マタイでの記事(28:16-20)は、イエスの言葉で終わっている。その中で着目したいのは、「弟子としなさい」(28:19)と「いつもあなたがたとともにいます」(28:20)である。弟子とは師の教えの全てを体得した者のことである。師の心、師の立ち振る舞い、師の生き方、師の全てが自分のものとなって初めて、弟子と認められる(マタ10:24,25a)。イエスの全てとは、十字架と復活によって成し遂げられた救いをいただき、この救いに生きること、そして、いつも主が共にいてくださるという信仰に立つことである。この信仰に立った者が、イエスの弟子である。マタイが、インマヌエルの約束で始まり(マタ1:23)、インマヌエルの約束で終わっているのは、私たちがこの信仰に立って、弟子となるようにという主の熱い思いである。
マルコ(16:14-20)では、弟子たちの不信仰が繰り返し強調された後、復活のイエスが現れ、彼らに信仰を語っておられる。
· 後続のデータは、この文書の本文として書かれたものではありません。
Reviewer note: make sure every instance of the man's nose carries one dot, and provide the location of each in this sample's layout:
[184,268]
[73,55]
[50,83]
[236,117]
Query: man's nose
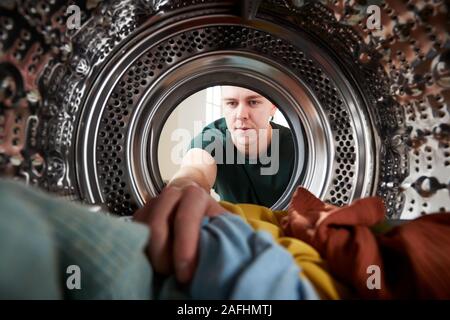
[242,111]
イエスは「福音を宣べ伝えなさい」(16:15)と「しるしが伴います」(16:17)と言われている。福音は、キリストが十字架と復活によって始めてくださった救いのことであり(マル1:1)、そのことを信じる信仰のことである。信仰には、しるしが伴う。つまり、信仰は、誰が見てもはっきりわかる形で外に現れる(ヘブ2:17,18)。その信仰のしるしをもってキリストの福音を人々に証をし、宣べ伝えていくことが、信仰者の使命である。
ルカではどうだろうか。ルカは、主の神殿において天使に出会うザカリヤの場面で始まるが (ルカ1:8-11)、最後は宮で神をほめたたえる弟子たちの記述で終わる(53)。神殿も宮も、私たちにとっては教会のことである。私たちの救いも信仰も、信仰者としての歩みも、福音宣教の使命も、教会が土台となる。ペンテコステのみわざは、弟子たちが「同じ場所に集まってい」(使徒2:1)るところに起こった。今の終わりの時代、神は教会を通して働かれる(エペ1:22,23,3:9-11)。また、イエスは「都にとどまっていなさい」(49節)、「わたしの父が約束されたものをあなたがたに送ります」(49節)と言われた。都とは、主が十字架にかかられたところであり、よみがえられたところである。その同じところで、約束のものが送られると言われている。キリストの十字架と復活の救いにとどまる者に、約束の聖霊は降る(ヨハ15:1-11)。
エルサレムは、弟子たちにとっては居心地の良い場所ではなかった。しかし、居心地の良いところに神の取り扱いはない。この居心地の悪い場所にとどまることが、彼らにとって取り扱いとなった。彼らは決して悲観したり怖気づいたりすることなく、むしろ神をほめたたえ、約束を待った。ここに彼らの信仰と従順の姿がある。信仰と従順がなくては、神をほめたたえることも、神の約束されたものを待つこともできず、聖霊に臨んでいただくこともできない。
私たちも、キリストの十字架と復活による全き救いにとどまり(コロ1:23)、信仰と従順をもって約束の聖霊を待ち望みたい。